弘嚴謙遜地笑了笑,答道:“微臣應非有什麽奇策巧計,隻不過是審時度勢,合理地選擇出最佳策略罷了!”他頓了一下,繼續道:“如今我朝大軍再次興兵北伐,必須同時在孔雀河沿岸開辟多條戰線,隻有多管齊下,我們才能牽制北焱國的兵馬,從而逐個擊破……”
影兒随龍紋帝乘着禦辇離開了秦皇殿,趙皇後的車辇卻剛剛來到秦皇殿前。
趙皇後遠遠望着影兒的身影,面上露出不屑的笑容,鼻子裏發出冷哼聲。車辇繼續行駛,不多時已經攔住了正要出宮的弘嚴的去路。
“左丞相請留步!”
弘嚴停住腳步,望向鳳辇中霞光萬道的趙皇後,心頭卻是不由得泛起了一些困惑。
……
龍王朝一百零八年,冬。
在月蘭國戰場上繳獲了大批資源,又在楚州九瑤山開采得巨額金銀後,龍王朝國庫資金一下子充盈到了極緻,于當年初冬發動了對北焱國的北伐戰争。

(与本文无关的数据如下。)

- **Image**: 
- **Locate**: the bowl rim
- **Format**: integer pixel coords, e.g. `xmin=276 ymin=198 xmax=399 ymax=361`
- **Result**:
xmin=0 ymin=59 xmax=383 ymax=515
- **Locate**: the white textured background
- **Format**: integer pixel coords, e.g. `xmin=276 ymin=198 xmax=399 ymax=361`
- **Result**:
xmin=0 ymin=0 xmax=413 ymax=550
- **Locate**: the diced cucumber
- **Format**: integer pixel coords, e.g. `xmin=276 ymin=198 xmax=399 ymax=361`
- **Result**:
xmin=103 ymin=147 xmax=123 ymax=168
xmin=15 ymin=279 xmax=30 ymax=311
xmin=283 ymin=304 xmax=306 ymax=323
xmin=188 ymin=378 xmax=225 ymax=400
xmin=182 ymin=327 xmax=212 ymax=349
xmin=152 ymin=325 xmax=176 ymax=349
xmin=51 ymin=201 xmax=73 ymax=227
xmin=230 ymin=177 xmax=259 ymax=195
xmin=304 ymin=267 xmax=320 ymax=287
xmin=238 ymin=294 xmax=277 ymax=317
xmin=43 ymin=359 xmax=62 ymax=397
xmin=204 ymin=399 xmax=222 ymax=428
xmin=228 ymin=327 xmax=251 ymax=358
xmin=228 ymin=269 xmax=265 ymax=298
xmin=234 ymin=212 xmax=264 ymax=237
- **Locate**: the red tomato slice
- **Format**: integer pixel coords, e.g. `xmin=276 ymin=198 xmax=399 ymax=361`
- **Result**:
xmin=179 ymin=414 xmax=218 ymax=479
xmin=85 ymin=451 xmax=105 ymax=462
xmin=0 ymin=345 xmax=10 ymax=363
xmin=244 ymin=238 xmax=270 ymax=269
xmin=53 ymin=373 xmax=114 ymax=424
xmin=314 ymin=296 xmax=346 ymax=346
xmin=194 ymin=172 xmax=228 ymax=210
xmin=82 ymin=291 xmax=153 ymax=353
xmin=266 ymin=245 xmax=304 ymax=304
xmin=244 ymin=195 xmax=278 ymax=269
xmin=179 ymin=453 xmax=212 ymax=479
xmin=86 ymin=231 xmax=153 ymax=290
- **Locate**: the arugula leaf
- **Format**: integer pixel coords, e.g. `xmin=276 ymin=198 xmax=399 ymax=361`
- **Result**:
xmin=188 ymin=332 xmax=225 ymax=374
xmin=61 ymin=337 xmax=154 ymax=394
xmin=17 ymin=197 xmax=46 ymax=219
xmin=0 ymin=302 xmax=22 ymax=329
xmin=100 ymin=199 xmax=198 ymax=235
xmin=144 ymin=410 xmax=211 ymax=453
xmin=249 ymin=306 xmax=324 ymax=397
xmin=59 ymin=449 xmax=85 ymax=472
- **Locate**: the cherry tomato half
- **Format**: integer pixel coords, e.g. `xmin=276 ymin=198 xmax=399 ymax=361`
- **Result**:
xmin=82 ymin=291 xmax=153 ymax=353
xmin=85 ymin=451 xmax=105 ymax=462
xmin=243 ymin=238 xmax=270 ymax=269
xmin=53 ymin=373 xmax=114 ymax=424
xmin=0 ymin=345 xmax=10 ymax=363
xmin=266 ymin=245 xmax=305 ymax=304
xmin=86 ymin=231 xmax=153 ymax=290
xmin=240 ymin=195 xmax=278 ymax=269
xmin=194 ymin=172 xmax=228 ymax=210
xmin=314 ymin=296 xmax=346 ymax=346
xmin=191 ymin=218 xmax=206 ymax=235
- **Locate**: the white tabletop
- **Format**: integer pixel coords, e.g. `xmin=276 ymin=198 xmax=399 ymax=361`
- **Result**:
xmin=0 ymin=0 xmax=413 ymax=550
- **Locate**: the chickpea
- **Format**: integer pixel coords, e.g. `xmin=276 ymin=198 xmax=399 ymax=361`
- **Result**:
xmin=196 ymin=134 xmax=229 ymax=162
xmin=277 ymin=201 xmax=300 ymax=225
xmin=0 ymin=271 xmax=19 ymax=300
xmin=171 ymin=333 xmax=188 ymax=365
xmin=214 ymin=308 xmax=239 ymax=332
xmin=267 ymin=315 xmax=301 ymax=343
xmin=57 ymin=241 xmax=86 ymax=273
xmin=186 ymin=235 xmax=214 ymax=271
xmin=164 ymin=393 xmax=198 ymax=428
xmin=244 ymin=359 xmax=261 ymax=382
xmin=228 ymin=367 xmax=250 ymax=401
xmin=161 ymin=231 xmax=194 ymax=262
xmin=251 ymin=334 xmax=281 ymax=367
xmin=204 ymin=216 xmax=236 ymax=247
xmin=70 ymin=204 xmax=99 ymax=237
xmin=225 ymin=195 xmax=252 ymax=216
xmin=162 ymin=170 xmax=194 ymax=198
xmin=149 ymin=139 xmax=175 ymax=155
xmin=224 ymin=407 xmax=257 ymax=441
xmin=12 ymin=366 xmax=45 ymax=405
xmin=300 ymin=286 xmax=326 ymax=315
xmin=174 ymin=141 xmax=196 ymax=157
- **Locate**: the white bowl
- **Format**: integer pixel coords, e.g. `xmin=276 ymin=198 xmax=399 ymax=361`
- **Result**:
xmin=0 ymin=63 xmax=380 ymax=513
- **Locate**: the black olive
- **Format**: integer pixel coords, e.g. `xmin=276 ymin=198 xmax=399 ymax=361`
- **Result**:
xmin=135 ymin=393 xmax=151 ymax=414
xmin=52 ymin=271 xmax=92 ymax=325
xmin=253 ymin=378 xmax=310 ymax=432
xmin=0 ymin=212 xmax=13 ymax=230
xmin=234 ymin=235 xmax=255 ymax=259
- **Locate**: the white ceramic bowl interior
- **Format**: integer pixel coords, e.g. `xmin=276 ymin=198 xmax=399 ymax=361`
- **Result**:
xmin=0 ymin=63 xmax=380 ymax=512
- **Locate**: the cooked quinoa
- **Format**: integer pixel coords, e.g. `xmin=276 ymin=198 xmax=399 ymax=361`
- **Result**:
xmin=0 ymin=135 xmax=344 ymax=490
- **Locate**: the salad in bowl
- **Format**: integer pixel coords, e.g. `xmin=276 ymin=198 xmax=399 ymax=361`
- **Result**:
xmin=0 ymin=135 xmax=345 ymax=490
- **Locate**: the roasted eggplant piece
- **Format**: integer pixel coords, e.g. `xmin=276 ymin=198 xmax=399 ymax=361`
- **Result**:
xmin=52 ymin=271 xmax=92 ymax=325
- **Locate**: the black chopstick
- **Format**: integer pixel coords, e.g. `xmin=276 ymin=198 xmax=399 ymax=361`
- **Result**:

龍王朝方面出動了百萬軍隊,浩浩蕩蕩地奔赴北疆孔雀河,兵線沿着孔雀河上遊一直分布到下遊,總共開辟了十幾個戰場。
孔雀河兩岸一時間烽火連天,腥風血雨……
……
孔雀河中遊南岸,龍家軍兵馬駐地。
“少主帥,我們的龍騎士已經準備就緒,戰船也全都準備好了,趕快進攻吧!陛下已經連續給我軍送來了三道進軍金牌了!”
一名副将望着龍蕭,神情焦急地勸道。
龍蕭内傷初愈,面色仍然有些蒼白,他站在孔雀河岸邊,遙望着北方水天茫茫的秋江景色,卻是默然不語。
趙良也勸道:“是啊,龍哥,孔雀河其他十幾條戰線都已經交戰了,現在我們這裏是核心戰場,整個朝廷、全國上下都在盯着我們這裏呢!快點下達進攻命令吧!”
龍蕭深呼吸了一口氣,神色堅毅,語氣卻是固執:“現在還不是進攻的最佳時機,所有人聽我命令,不得輕舉妄動!”